Embeddings and Semantic Search

Embeddings convert text into vectors so machines can compare meaning using math.

Why embeddings are useful

Find relevant content even when words are different.
Support natural language search in large document sets.
Power recommendation and clustering systems.

flowchart LR A[Query] --> B[Query embedding] C[Document chunks] --> D[Chunk embeddings] B --> E[Vector similarity] D --> E E --> F[Top matches]

Keyword vs semantic search

Keyword: looks for exact words.
Semantic: looks for meaning similarity.

Example: query "reduce infra cost" can match doc "cloud spend optimization."

One-hot encoding limitations

Historically, each vocabulary word mapped to a sparse vector of length |V| with a single 1. Problems:

Extreme sparsity — 100k words ⇒ 100k dimensions mostly zeros.
No semantic similarity — dot product between any two distinct one-hot vectors is 0; “cat” is as far from “dog” as from “refrigerator”.

Distributed embeddings (Word2Vec-style)

Dense vectors (often 100–300 dims) encode latent features learned from context. Similar words cluster in space, enabling analogies like king − man + woman ≈ queen.

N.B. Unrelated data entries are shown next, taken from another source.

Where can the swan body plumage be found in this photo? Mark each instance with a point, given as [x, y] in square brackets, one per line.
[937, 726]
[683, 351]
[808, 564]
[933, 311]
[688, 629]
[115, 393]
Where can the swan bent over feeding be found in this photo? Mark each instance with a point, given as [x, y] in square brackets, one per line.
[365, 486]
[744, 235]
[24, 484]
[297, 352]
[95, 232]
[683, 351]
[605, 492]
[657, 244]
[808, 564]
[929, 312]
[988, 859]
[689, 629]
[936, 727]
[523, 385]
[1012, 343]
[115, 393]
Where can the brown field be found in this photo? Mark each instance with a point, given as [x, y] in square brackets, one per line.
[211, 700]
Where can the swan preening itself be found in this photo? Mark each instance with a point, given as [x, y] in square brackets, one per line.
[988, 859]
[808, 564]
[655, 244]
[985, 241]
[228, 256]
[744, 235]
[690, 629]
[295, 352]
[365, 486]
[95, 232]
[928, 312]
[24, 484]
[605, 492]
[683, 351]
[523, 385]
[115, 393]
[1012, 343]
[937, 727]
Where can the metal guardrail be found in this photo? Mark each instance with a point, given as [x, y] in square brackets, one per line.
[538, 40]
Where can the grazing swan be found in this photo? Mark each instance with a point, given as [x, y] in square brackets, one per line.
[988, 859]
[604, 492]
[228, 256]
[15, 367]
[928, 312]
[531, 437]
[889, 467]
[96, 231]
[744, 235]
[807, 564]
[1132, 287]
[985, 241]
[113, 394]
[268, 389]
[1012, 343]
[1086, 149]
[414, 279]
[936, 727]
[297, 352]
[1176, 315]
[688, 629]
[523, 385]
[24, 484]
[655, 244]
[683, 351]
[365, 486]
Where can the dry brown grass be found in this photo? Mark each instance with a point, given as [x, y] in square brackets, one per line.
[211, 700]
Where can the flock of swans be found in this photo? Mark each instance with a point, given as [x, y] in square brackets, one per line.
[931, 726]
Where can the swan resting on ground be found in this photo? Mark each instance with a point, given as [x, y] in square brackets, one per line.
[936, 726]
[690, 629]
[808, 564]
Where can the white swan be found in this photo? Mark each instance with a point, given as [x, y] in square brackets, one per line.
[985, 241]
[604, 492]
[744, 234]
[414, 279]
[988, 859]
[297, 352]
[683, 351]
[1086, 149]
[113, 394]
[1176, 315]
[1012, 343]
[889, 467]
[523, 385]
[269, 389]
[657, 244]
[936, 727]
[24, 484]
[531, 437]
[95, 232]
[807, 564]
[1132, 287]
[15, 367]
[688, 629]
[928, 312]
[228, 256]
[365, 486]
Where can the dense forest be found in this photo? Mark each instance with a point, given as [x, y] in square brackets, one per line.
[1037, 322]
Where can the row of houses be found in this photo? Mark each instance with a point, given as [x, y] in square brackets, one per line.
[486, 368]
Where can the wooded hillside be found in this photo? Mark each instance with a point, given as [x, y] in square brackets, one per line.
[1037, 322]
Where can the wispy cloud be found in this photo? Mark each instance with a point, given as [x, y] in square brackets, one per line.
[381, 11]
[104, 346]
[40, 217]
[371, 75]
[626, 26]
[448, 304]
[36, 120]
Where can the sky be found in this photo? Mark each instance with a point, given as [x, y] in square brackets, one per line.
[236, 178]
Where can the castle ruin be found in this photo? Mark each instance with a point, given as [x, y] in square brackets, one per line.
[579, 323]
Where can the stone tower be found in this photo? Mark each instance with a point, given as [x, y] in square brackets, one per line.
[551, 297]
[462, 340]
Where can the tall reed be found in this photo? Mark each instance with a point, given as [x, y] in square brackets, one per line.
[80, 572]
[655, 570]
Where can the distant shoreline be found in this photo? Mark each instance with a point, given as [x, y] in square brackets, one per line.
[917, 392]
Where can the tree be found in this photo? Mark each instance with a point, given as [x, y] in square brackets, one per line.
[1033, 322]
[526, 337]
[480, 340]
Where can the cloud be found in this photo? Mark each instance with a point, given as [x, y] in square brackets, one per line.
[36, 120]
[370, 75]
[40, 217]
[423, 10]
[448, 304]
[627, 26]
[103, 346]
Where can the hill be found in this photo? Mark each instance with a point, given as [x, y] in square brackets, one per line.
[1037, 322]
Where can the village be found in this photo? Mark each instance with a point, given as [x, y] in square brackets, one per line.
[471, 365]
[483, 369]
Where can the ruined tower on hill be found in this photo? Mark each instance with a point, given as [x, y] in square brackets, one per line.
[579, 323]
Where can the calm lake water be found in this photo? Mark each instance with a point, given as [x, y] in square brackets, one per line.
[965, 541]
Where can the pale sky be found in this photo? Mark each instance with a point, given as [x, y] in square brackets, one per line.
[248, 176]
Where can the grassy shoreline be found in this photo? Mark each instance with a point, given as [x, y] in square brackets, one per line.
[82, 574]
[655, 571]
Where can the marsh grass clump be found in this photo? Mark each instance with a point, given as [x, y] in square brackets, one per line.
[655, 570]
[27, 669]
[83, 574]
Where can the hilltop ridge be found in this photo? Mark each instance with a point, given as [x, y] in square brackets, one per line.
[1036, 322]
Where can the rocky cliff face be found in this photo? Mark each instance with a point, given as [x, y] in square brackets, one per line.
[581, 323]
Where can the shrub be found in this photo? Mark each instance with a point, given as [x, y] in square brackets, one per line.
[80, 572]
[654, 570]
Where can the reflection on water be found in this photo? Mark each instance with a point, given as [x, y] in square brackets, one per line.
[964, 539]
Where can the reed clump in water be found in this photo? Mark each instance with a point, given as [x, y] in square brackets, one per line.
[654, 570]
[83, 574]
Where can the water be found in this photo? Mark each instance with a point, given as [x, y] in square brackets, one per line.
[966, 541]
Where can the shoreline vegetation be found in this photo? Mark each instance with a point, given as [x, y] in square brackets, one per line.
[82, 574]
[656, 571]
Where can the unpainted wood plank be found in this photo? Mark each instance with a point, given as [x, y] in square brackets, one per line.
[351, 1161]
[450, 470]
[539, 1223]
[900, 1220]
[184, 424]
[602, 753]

Cosine similarity vs Euclidean distance

Cosine similarity measures the angle between vectors, normalizing for length and frequency skew:

cos(θ) = (A · B) / (‖A‖ ‖B‖)

We prefer cosine over raw Euclidean distance when word frequency stretches vector magnitude. We avoid tangent-based metrics because they explode near orthogonal vectors.

Best practices

Use good chunking strategy (size + overlap).
Store metadata for filtering.
Re-rank top results before giving to LLM.